EQT’s annual regular dividend rate of $2 per share appears to be well covered. The consensus among analysts polled by FactSet is that free cash flow per share is $2.94 in 2022, and increases significantly to $4.51 in 2023 and $5.60 in 2024. The company also has a $1 billion share buyback program in place, which is a big clearance relative to its $9.18 billion market capitalization.

When discussing the environmental impact, Peters said: “EQT will have effectively reduced its produced carbon and methane emissions to zero by 2025.”

He added: “Russian natural gas is one of the dirtiest substances, but EQT produces some of the cleanest molecules around. And they do it cheaply and no one seems to care. It’s incredible.”

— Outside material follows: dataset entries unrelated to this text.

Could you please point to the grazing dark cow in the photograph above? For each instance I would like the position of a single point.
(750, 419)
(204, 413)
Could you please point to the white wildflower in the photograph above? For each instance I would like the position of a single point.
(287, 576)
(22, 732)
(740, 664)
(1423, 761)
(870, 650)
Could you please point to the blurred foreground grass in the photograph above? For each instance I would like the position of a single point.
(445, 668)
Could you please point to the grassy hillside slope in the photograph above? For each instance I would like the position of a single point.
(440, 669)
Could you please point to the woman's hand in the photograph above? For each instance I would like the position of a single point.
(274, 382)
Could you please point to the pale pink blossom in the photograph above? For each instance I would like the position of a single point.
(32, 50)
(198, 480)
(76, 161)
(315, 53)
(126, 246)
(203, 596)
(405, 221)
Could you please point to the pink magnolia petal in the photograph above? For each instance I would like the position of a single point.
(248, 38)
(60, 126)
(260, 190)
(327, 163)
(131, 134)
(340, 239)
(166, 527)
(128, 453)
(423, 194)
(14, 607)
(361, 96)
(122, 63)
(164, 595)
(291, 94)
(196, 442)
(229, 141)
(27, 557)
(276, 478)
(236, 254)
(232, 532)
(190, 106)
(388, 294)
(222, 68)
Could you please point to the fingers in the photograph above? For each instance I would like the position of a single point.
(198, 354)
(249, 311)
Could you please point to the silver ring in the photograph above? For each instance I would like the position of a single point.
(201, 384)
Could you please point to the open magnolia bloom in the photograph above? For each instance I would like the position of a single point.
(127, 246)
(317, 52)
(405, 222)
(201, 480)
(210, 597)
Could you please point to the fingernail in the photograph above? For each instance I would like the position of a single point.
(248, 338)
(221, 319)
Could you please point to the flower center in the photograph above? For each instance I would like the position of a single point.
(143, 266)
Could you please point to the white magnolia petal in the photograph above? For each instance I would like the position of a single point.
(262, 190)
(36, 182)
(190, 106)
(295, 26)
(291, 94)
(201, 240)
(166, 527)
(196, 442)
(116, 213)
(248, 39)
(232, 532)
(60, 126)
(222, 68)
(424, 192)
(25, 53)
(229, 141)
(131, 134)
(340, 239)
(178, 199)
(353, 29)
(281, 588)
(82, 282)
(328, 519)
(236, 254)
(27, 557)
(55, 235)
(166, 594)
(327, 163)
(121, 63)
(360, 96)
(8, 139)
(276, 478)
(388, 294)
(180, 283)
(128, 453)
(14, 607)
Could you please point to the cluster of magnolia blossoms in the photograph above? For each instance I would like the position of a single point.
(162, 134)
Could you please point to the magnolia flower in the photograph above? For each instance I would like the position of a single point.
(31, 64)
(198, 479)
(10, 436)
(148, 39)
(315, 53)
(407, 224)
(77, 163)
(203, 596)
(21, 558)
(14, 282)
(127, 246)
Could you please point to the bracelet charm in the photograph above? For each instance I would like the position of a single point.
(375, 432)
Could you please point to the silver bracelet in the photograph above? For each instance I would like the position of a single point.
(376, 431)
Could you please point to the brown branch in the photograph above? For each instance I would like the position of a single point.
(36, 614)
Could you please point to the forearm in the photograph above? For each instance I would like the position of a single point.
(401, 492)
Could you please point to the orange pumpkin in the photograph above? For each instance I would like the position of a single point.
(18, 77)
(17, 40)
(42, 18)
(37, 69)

The other energy stock named by Peters was Pioneer Natural Resources Co. PXD,
+0.29%,
who is an oil producer and explorer. PXD closed at $240.47 on March 1 and pays a variable dividend. For example, for the first quarter, the company paid a dividend of $3.78 per share, which Pioneer said consisted of a “base” dividend of 78 cents and a variable dividend of $3.00. The basic dividend increased by 62 cents and the variable dividend decreased slightly from $3.02 in the prior quarter.

Peters said PXD is “drowning in free cash flow” and expects a cash dividend yield of around 11% for 2022, “in addition to debt repayment and the buyout of shares”. The company has a $2 billion share buyback program in place and its market capitalization is $58.4 billion.